[Date Prev][Date Next][Thread Prev][Thread Next][Date Index][Thread Index]
Re: [idn] summary of reordering discussion
Thanks for your interests and comments.
A korean standard body had made hangul character frequency statistics to choose
most frequent 2350 hangul characters (freq > 0.001%) for KSC5601 legacy hangul code system.
Reordering table v3.0 may contain the full- 2350 or top-1024 KSC5601 hangul characters.
It's the perfect set that korean gov approved with some statistics. :-)
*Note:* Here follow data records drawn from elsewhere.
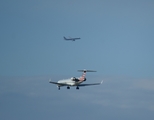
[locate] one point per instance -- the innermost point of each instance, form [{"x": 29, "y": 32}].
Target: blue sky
[{"x": 116, "y": 40}]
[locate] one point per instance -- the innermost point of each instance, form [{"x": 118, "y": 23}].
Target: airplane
[
  {"x": 75, "y": 81},
  {"x": 73, "y": 39}
]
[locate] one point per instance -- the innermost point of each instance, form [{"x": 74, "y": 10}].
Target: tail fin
[
  {"x": 83, "y": 77},
  {"x": 65, "y": 38}
]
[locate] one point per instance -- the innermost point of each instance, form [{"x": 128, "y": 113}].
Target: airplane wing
[
  {"x": 61, "y": 84},
  {"x": 90, "y": 84}
]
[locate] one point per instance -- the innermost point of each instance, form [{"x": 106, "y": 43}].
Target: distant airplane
[
  {"x": 75, "y": 81},
  {"x": 72, "y": 39}
]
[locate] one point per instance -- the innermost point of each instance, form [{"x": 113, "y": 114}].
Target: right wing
[
  {"x": 60, "y": 84},
  {"x": 90, "y": 84}
]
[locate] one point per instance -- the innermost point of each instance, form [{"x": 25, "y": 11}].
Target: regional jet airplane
[
  {"x": 72, "y": 39},
  {"x": 75, "y": 81}
]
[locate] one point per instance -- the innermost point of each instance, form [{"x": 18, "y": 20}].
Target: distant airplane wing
[
  {"x": 61, "y": 84},
  {"x": 90, "y": 84}
]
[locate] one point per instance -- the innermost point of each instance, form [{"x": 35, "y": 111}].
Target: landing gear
[{"x": 77, "y": 88}]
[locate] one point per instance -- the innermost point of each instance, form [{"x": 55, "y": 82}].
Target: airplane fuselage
[{"x": 69, "y": 82}]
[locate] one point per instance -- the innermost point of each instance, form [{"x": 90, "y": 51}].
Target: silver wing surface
[
  {"x": 90, "y": 84},
  {"x": 59, "y": 84}
]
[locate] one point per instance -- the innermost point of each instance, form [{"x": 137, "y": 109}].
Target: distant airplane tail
[
  {"x": 65, "y": 38},
  {"x": 83, "y": 77}
]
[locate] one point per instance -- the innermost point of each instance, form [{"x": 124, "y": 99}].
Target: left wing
[
  {"x": 60, "y": 84},
  {"x": 90, "y": 84}
]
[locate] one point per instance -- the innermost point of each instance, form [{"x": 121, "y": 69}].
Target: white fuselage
[{"x": 69, "y": 82}]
I know CN/TW/JP/KR gov standard body/commitees have made or maintains
han char statistics for similar purposes. CN/TW/KR/JP have 4000~13000 frequent han chars of legacy chinese code system. It's very clear the # of common TC characters of CN/TW/KR/JP are less than 4800. And For each TC character in the common set,
we add its SC/Kanji variants into the common set. Then we get about 6000~7000 han
characters which CN/TW/KR/JP GOVs approved as frequent ones and have some statistics on .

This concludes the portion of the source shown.